Now we can plot the obtained summary statistics for the trajectories in each ‘region’. First we plot a map, to show where each track is, the inbound tracks are longer then the outbound tracks.

ggplot(track_summary) +
  geom_sf(data = ne_coastline(returnclass = "sf", 50)) +
  geom_sf(aes(color = region)) +
  theme_linedraw() +
  coord_sf(
    crs = st_crs("+proj=aeqd +lon_0=-83 +lat_0=-6 +units=km"),
    xlim = c(-1000, 600),
    ylim = c(-800, 700)
  ) +
  labs(color = "Region") +
  scale_color_brewer(type = "qual")

However the distance is covered in a shorter time as can be seen in the following graph. Here the units are changes to days to facilitate the interpretation.
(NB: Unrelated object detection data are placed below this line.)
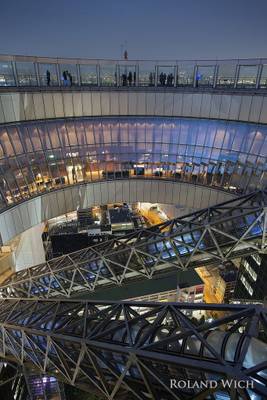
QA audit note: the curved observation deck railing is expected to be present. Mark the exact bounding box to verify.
[0,55,267,90]
[0,117,267,214]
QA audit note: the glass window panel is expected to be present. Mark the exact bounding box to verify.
[250,130,264,154]
[139,62,156,86]
[66,122,78,146]
[18,125,33,153]
[80,64,97,86]
[237,65,258,88]
[196,65,215,86]
[16,61,37,86]
[0,61,15,86]
[38,63,58,86]
[60,64,78,86]
[260,64,267,88]
[100,64,117,86]
[119,64,136,86]
[177,64,195,86]
[75,121,86,150]
[213,126,225,148]
[157,65,174,86]
[8,127,23,154]
[28,126,42,150]
[216,64,236,87]
[47,123,60,148]
[39,124,51,150]
[84,121,95,145]
[58,122,69,147]
[0,129,15,156]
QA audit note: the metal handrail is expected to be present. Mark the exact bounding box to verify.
[0,55,267,89]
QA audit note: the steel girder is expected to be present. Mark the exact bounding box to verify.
[0,299,267,400]
[0,191,267,298]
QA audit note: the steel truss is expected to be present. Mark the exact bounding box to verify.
[0,299,267,400]
[0,191,267,298]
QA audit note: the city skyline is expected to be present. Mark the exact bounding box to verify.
[0,0,267,60]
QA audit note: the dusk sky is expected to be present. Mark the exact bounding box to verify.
[0,0,267,59]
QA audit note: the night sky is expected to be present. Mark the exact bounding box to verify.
[0,0,267,59]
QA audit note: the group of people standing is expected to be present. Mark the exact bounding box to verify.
[121,71,136,86]
[159,72,174,86]
[46,70,73,86]
[61,71,73,86]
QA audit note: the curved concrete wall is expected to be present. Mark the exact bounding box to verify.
[0,179,237,243]
[0,89,267,123]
ggplot(track_summary, aes(x = region, y = duration)) +
  geom_boxplot(outlier.shape = NA) +
  geom_point(aes(color = individual, group = individual),
    position = position_jitterdodge()
  ) +
  xlab("") +
  scale_y_units("Duration", unit = "days", trans = "log10") +
  theme(axis.text.x = element_text(angle = -90, hjust = 0, vjust = .5)) +
  theme_linedraw() +
  theme(axis.text.x = element_text(angle = -90, hjust = 0, vjust = .5)) +
  scale_color_brewer("Individual", type = "qual", palette = "Set1")

This corresponds with the fact that the ground speed measured by the gps sensor is on average higher (notice units get propagated from movebank).

ggplot(
  track_summary,
  aes(x = region, y = ground_speed_mean)
) +
  theme_linedraw() +
  geom_boxplot(outlier.shape = NA) +
  geom_point(aes(color = individual, group = individual),
    position = position_jitterdodge()
  ) +
  xlab("") +
  ylab("Mean ground speed") +
  theme(axis.text.x = element_text(angle = -90, hjust = 0, vjust = .5)) +
  scale_color_brewer("Individual", type = "qual", palette = "Set1")
#> Warning: The `scale_name` argument of `continuous_scale()` is deprecated as of ggplot2
#> 3.5.0.
#> This warning is displayed once every 8 hours.
#> Call `lifecycle::last_lifecycle_warnings()` to see where this warning was
#> generated.

At the same time DBA is lower in these inbound flight corresponding to the tail winds these birds profit from. We also see that birds have a higher speed and DBA in the foraging region compared to the breeding region corresponding with their respective activities.

ggplot(
  track_summary,
  aes(x = region, y = dba_mean)
) +
  theme_linedraw() +
  geom_boxplot(outlier.shape = NA) +
  geom_point(aes(color = individual, group = individual),
    position = position_jitterdodge()
  ) +
  ylab("Mean DBA") +
  xlab("") +
  theme(axis.text.x = element_text(angle = -90, hjust = 0, vjust = .5)) +
  scale_color_brewer("Individual", type = "qual", palette = "Set1")

This analysis provides an example on how movement data can be analyzed using move2 and how the retention of meta data is important to maintain consistency throughout the analysis. This enables tight integration with other packages facilitating visualization and spatial operations.